Gli obiettivi appena citati si trovano all’interno della proposta presentata dalla Commissione Ue il 15 dicembre 2021. Allo stesso tempo, però, anche il Consiglio dell’Unione europea ha approvato il 25 ottobre scorso un suo testo di riferimento che è il frutto di trattative tra posizioni discordanti e che vede al ribasso alcuni obiettivi presenti nel testo della Commissione.

È dunque lecito aspettarsi che il testo possa subire modifiche anche importanti. I prossimi passaggi riguardano il Parlamento europeo: qui il 9 febbraio la commissione Itre (Industria, ricerca ed energia) dovrebbe votare un testo da sottoporre poi al voto del Parlamento in sessione plenaria, prevista a partire dal 13 febbraio. L’ultimo passaggio prevede infine un negoziato tra Commissione, Parlamento e Consiglio Ue per arrivare all’approvazione di un testo definitivo entro metà giugno.

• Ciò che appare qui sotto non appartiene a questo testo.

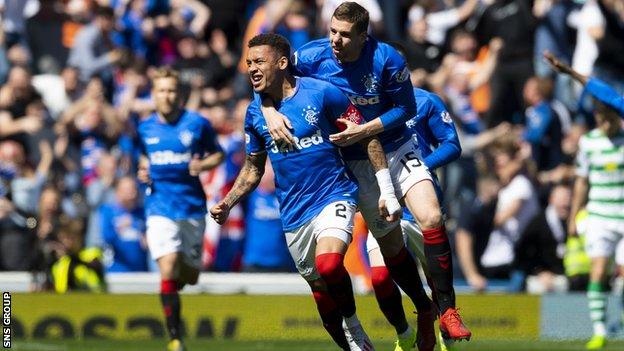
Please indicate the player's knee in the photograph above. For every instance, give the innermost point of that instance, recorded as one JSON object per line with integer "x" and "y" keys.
{"x": 392, "y": 243}
{"x": 380, "y": 278}
{"x": 193, "y": 276}
{"x": 330, "y": 266}
{"x": 430, "y": 219}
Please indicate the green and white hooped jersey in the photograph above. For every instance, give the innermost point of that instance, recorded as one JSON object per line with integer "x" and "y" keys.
{"x": 601, "y": 160}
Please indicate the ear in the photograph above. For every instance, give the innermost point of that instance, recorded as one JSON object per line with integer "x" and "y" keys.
{"x": 363, "y": 36}
{"x": 283, "y": 63}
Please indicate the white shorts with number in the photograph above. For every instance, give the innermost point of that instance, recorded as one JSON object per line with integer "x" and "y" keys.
{"x": 335, "y": 220}
{"x": 414, "y": 241}
{"x": 406, "y": 169}
{"x": 166, "y": 236}
{"x": 602, "y": 238}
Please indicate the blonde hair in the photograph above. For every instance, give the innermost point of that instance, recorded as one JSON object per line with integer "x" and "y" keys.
{"x": 165, "y": 72}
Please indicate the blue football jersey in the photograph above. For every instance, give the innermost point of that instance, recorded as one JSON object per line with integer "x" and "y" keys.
{"x": 174, "y": 193}
{"x": 437, "y": 138}
{"x": 312, "y": 174}
{"x": 377, "y": 84}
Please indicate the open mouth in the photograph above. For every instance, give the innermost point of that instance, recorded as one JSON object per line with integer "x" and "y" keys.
{"x": 256, "y": 79}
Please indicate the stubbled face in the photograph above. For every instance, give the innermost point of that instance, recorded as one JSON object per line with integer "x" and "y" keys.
{"x": 127, "y": 193}
{"x": 262, "y": 67}
{"x": 531, "y": 92}
{"x": 165, "y": 95}
{"x": 345, "y": 41}
{"x": 560, "y": 199}
{"x": 465, "y": 46}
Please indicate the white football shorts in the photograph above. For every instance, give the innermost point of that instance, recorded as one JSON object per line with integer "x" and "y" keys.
{"x": 602, "y": 238}
{"x": 335, "y": 220}
{"x": 165, "y": 236}
{"x": 406, "y": 169}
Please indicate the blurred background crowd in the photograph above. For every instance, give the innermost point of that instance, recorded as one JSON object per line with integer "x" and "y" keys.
{"x": 74, "y": 84}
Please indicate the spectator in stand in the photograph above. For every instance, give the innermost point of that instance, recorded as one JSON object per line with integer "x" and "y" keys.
{"x": 609, "y": 65}
{"x": 99, "y": 192}
{"x": 15, "y": 96}
{"x": 543, "y": 127}
{"x": 554, "y": 35}
{"x": 439, "y": 19}
{"x": 474, "y": 226}
{"x": 123, "y": 229}
{"x": 514, "y": 23}
{"x": 517, "y": 204}
{"x": 265, "y": 247}
{"x": 422, "y": 56}
{"x": 94, "y": 123}
{"x": 77, "y": 268}
{"x": 540, "y": 249}
{"x": 59, "y": 92}
{"x": 93, "y": 52}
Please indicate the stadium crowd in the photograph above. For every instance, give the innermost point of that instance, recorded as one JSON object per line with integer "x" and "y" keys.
{"x": 74, "y": 78}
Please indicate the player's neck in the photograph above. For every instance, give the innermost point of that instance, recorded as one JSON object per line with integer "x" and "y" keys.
{"x": 285, "y": 90}
{"x": 171, "y": 117}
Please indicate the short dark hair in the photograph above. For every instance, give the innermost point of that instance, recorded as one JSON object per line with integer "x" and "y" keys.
{"x": 400, "y": 48}
{"x": 353, "y": 12}
{"x": 105, "y": 11}
{"x": 276, "y": 41}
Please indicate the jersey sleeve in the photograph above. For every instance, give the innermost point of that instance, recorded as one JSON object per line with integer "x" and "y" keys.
{"x": 582, "y": 161}
{"x": 398, "y": 87}
{"x": 208, "y": 137}
{"x": 441, "y": 125}
{"x": 336, "y": 105}
{"x": 606, "y": 94}
{"x": 254, "y": 143}
{"x": 298, "y": 66}
{"x": 538, "y": 121}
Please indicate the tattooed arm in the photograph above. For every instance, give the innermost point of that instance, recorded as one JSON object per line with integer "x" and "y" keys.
{"x": 389, "y": 206}
{"x": 247, "y": 180}
{"x": 375, "y": 153}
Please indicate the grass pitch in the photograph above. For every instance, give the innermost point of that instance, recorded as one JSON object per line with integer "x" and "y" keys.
{"x": 229, "y": 345}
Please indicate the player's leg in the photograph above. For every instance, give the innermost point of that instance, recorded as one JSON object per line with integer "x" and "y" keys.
{"x": 389, "y": 297}
{"x": 426, "y": 338}
{"x": 169, "y": 297}
{"x": 600, "y": 245}
{"x": 302, "y": 247}
{"x": 192, "y": 236}
{"x": 415, "y": 186}
{"x": 329, "y": 313}
{"x": 401, "y": 265}
{"x": 164, "y": 243}
{"x": 333, "y": 232}
{"x": 597, "y": 300}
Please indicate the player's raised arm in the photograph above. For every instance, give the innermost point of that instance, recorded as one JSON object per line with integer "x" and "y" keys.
{"x": 389, "y": 207}
{"x": 247, "y": 180}
{"x": 278, "y": 124}
{"x": 397, "y": 86}
{"x": 581, "y": 186}
{"x": 442, "y": 127}
{"x": 212, "y": 156}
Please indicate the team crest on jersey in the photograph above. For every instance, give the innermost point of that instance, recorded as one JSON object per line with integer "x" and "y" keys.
{"x": 402, "y": 75}
{"x": 370, "y": 83}
{"x": 186, "y": 137}
{"x": 446, "y": 117}
{"x": 310, "y": 114}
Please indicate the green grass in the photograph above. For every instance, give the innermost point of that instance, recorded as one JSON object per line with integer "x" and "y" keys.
{"x": 230, "y": 345}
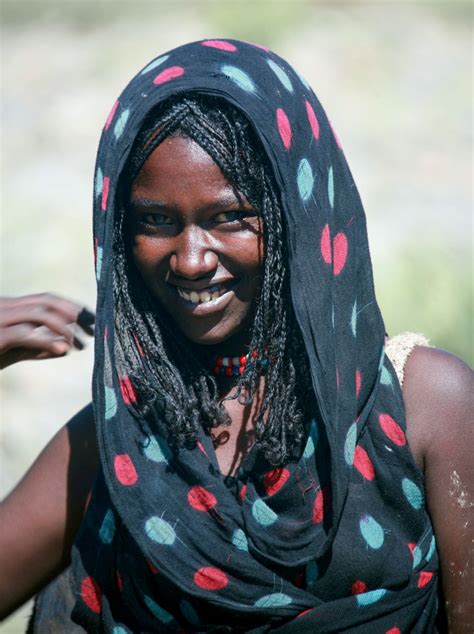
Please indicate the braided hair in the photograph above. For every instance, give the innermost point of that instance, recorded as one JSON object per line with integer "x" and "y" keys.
{"x": 171, "y": 379}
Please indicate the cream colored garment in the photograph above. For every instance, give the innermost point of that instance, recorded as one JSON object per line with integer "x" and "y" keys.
{"x": 399, "y": 348}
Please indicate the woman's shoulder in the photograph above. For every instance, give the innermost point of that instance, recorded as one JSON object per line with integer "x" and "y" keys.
{"x": 438, "y": 390}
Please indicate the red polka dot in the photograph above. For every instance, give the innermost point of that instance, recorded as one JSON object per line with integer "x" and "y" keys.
{"x": 358, "y": 382}
{"x": 340, "y": 252}
{"x": 128, "y": 391}
{"x": 339, "y": 145}
{"x": 284, "y": 128}
{"x": 201, "y": 499}
{"x": 313, "y": 121}
{"x": 304, "y": 612}
{"x": 363, "y": 463}
{"x": 358, "y": 587}
{"x": 210, "y": 578}
{"x": 111, "y": 115}
{"x": 318, "y": 507}
{"x": 105, "y": 193}
{"x": 273, "y": 480}
{"x": 91, "y": 594}
{"x": 424, "y": 578}
{"x": 169, "y": 73}
{"x": 326, "y": 245}
{"x": 220, "y": 44}
{"x": 392, "y": 430}
{"x": 88, "y": 500}
{"x": 119, "y": 581}
{"x": 125, "y": 470}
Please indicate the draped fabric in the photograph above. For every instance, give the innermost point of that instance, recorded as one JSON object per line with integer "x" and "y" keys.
{"x": 336, "y": 540}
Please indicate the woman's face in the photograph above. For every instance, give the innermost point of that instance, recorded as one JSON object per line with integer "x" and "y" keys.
{"x": 198, "y": 248}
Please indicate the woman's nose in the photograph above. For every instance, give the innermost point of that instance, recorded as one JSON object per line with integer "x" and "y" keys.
{"x": 193, "y": 256}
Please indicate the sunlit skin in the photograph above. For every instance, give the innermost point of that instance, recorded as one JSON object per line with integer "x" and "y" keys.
{"x": 191, "y": 232}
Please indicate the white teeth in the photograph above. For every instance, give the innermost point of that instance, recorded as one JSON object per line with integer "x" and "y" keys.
{"x": 201, "y": 297}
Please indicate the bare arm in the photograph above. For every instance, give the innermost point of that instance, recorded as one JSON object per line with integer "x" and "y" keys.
{"x": 439, "y": 398}
{"x": 40, "y": 518}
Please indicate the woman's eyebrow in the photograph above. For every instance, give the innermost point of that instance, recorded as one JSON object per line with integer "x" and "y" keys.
{"x": 225, "y": 202}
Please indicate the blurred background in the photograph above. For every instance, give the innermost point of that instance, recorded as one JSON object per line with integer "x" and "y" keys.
{"x": 395, "y": 77}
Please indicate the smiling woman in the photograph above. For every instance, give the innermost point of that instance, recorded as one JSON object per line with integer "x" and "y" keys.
{"x": 256, "y": 470}
{"x": 198, "y": 248}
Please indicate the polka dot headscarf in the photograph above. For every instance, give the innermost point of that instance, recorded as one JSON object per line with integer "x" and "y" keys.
{"x": 337, "y": 540}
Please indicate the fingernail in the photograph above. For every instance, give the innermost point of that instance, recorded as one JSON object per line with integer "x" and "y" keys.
{"x": 85, "y": 318}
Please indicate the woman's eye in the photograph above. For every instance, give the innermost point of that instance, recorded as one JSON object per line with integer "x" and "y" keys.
{"x": 156, "y": 220}
{"x": 232, "y": 216}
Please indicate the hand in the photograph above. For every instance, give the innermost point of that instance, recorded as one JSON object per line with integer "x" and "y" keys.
{"x": 39, "y": 327}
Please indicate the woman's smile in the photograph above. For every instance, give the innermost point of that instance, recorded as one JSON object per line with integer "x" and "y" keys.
{"x": 197, "y": 243}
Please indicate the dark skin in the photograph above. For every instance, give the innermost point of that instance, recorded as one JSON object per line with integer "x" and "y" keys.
{"x": 194, "y": 247}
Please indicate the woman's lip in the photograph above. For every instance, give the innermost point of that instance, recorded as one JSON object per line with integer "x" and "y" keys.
{"x": 207, "y": 308}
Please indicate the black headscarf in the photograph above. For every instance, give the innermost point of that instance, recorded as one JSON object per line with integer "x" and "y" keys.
{"x": 336, "y": 540}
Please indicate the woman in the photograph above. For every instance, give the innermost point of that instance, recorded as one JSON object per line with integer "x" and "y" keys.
{"x": 255, "y": 473}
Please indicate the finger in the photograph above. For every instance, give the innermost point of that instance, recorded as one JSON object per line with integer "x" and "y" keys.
{"x": 30, "y": 337}
{"x": 40, "y": 317}
{"x": 86, "y": 320}
{"x": 46, "y": 301}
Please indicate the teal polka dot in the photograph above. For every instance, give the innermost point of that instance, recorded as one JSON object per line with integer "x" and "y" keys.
{"x": 107, "y": 530}
{"x": 280, "y": 73}
{"x": 263, "y": 514}
{"x": 99, "y": 182}
{"x": 110, "y": 402}
{"x": 416, "y": 556}
{"x": 121, "y": 123}
{"x": 154, "y": 64}
{"x": 354, "y": 319}
{"x": 412, "y": 493}
{"x": 303, "y": 80}
{"x": 239, "y": 77}
{"x": 98, "y": 262}
{"x": 431, "y": 549}
{"x": 239, "y": 539}
{"x": 367, "y": 598}
{"x": 157, "y": 449}
{"x": 189, "y": 613}
{"x": 312, "y": 441}
{"x": 312, "y": 573}
{"x": 275, "y": 600}
{"x": 160, "y": 613}
{"x": 372, "y": 532}
{"x": 349, "y": 444}
{"x": 160, "y": 531}
{"x": 305, "y": 179}
{"x": 331, "y": 187}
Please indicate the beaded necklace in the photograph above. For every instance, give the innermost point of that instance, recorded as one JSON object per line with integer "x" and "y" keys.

Le implicazioni per l’Italia

Una volta approvato il testo definitivo, ogni Paese membro sarà tenuto a presentare dei piani nazionali di ristrutturazione del patrimonio edilizio residenziale e non residenziale per raggiungere gli obiettivi. Anche se non si sa ancora precisamente a che valore corrisponderanno le classi energetiche stabilite dalla direttiva Ue, l’Associazione nazionale costruttori edili (Ance) ha stimato che, su un totale di circa 12,5 milioni di edifici residenziali, almeno 9 milioni sono stati costruiti prima dell’introduzione della norme del 1976 sul contenimento dei consumi energetici. Tenendo conto degli immobili esentati, ad esempio quelli di interesse storico o le case indipendenti inferiori a 50 metri quadrati, questo significa che almeno 8 milioni di immobili dovrebbero essere ristrutturati entro il 2033, pari a due edifici su tre.

Se applicata così com’è, la direttiva europea comporterebbe costi insostenibili per l’Italia dove, secondo un rapporto dell’Agenzia nazionale per le nuove tecnologie, l’energia e lo sviluppo economico sostenibile (Enea), le abitazioni di classe E, F e G sono il 76 per cento del totale. Come riportato sul Sole 24 Ore, un’altra conseguenza negativa per il nostro Paese è che, con l’entrata in vigore della direttiva, una classe energetica bassa potrebbe portare a un deprezzamento dell’immobile. Per questi motivi, il governo ha intenzione di alleggerire alcuni aspetti della direttiva europea, che è comunque molto dibattuta anche all’interno dello stesso parlamento Ue, dove alcuni partiti hanno presentato più di 1.500 emendamenti alla proposta.